By August 19, 2019Commentary

Okay, so if you believe that giving people good information about health care and health care providers will help them be better consumers, you obviously want the information you are providing them to be accurate.  One type of information is quality ratings of health care providers.  So how good are those ratings?  Researchers writing in the New England Journal of Medicine Catalyst attempt to answer that question.  (NEJM Article)   Six experienced methodologists were asked to assess the rating systems.  They looked at four rating systems for hospitals; CMS’ Hospital Compare, one done by US News and World Report, the Leapfrog rating system and Healthgrades.  Six key factors were used in the evaluation:  the potential to misclassify hospital performance; the importance or impact of the rating; scientific accuracy; iterative improvement; transparency and usability.  To cut to the chase, these ratings systems basically suck.  US News and World Report came in at the top, with a B grade, CMS got a C (no comment about a government product necessary), Leapfrog a C minus and HealthGrades a D plus, also known as a go to your room and don’t come out for dinner grade.  On the most important factor, correctly classifying hospital performance, US News & World Report was judged to be the best.  Among the factors touched upon by the authors that create issues with the ranking systems are the use of limited data and lack of robust data audits; inadequately validated measures of quality; lumping different hospital types together and no peer review of the methods used for compiling the ratings.  Some of these systems also may have had financial conflicts as they let hospitals pay them for the right to display their rating.  Their notes on the CMS hospital Star system are particularly useful since that system is widely used and visible, and has financial consequences for hospitals participating in Medicare.  They found the CMS system transparent and usable, and that its measures are created through a good process, but CMS lumps all hospitals together and there are issues both with the measures used and the weighting of those measures.
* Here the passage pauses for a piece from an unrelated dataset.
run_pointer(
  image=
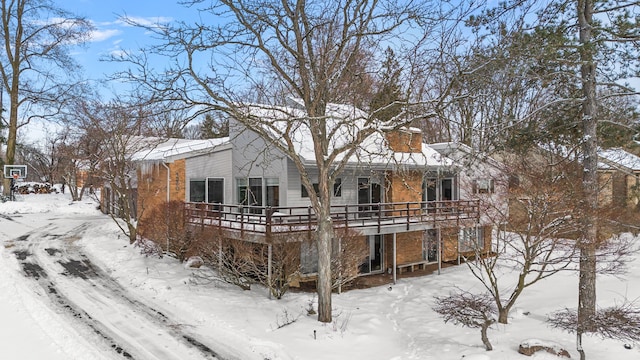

Looking at the ratings would be confusing to consumers; how do they decide which system to trust when they have different rankings.  So it is pretty clear to me, and was before this article, that you shouldn’t place a lot of trust in any of these rating systems; that they really aren’t going to tell you much about the quality of care you will receive.  And I don’t know what the point is anyway; we have allowed so much consolidation of health systems that there isn’t really much choice available to consumers.  These ratings systems also get little visibility compared to the immense marketing and advertising dollars spent by hospitals trying to convince consumers, usually successfully, of their quality.  That advertising, especially by non-profit systems, should be banned.  Those saved dollars might help reduce prices, which would be a real benefit to patients.